Accurate Markerless Jaw Tracking for Facial Performance Capture
We present the first method to accurately track the invisible jaw based solely on the visible skin surface, without the need for any markers or augmentation of the actor.
July 12, 2019
ACM Siggraph 2019
Authors
Gaspard Zoss (Disney Research/ETH Joint PhD)
Thabo Beeler (Disney Research)
Markus Gross (Disney Research/ETH Zurich)

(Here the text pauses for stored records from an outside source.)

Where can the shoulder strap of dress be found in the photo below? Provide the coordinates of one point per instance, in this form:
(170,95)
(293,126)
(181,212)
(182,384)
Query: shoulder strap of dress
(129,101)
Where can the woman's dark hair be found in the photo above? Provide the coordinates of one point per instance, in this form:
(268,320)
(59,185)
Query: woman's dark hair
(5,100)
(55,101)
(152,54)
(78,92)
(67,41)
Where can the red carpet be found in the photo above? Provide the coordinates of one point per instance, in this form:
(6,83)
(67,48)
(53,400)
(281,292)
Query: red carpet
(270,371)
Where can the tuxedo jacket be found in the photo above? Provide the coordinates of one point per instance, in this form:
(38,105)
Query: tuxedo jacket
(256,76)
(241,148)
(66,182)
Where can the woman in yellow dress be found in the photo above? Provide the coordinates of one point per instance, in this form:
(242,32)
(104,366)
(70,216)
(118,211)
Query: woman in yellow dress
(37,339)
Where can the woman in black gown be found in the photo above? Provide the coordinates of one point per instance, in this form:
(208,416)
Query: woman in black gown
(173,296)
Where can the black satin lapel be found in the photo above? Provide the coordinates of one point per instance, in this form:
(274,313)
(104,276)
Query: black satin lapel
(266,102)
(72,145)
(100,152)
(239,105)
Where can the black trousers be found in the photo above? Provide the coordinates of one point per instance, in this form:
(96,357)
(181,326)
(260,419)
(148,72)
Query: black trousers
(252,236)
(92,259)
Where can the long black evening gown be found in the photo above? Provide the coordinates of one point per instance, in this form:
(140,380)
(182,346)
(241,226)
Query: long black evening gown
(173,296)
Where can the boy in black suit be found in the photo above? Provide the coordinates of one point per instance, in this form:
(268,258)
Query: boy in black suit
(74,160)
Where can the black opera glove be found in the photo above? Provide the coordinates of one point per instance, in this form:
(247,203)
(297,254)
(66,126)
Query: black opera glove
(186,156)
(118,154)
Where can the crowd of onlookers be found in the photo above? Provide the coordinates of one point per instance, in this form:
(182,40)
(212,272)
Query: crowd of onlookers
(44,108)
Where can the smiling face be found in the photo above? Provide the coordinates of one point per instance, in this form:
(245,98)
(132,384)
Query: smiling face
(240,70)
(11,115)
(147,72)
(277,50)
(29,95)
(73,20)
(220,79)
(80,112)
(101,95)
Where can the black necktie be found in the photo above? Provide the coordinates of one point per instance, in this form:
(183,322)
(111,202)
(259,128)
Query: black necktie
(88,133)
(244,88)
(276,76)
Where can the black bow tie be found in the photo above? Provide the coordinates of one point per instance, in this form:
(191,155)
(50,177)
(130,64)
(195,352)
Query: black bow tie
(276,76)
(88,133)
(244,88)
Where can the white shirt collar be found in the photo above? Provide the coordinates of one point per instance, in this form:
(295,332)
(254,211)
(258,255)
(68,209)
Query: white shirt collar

Derek Bradley (Disney Research)
Accurate Markerless Jaw Tracking for Facial Performance Capture
We present the first method to accurately track the invisible jaw based solely on the visible skin surface, without the need for any markers or augmentation of the actor. As such the method can readily be integrated with off-the-shelf facial performance capture systems. The core idea is to learn a non-linear mapping from the skin deformation to the underlying jaw motion on a dataset where ground-truth jaw poses have been acquired, and then to retarget the mapping to new subjects. Solving for the jaw pose plays a central role in visual effects pipelines, since accurate jaw motion is required when retargeting to fantasy characters and for physical simulation. Currently, this task is performed mostly manually to achieve the desired level of accuracy, and the presented method has the potential to fully automate this labour intense and error prone process.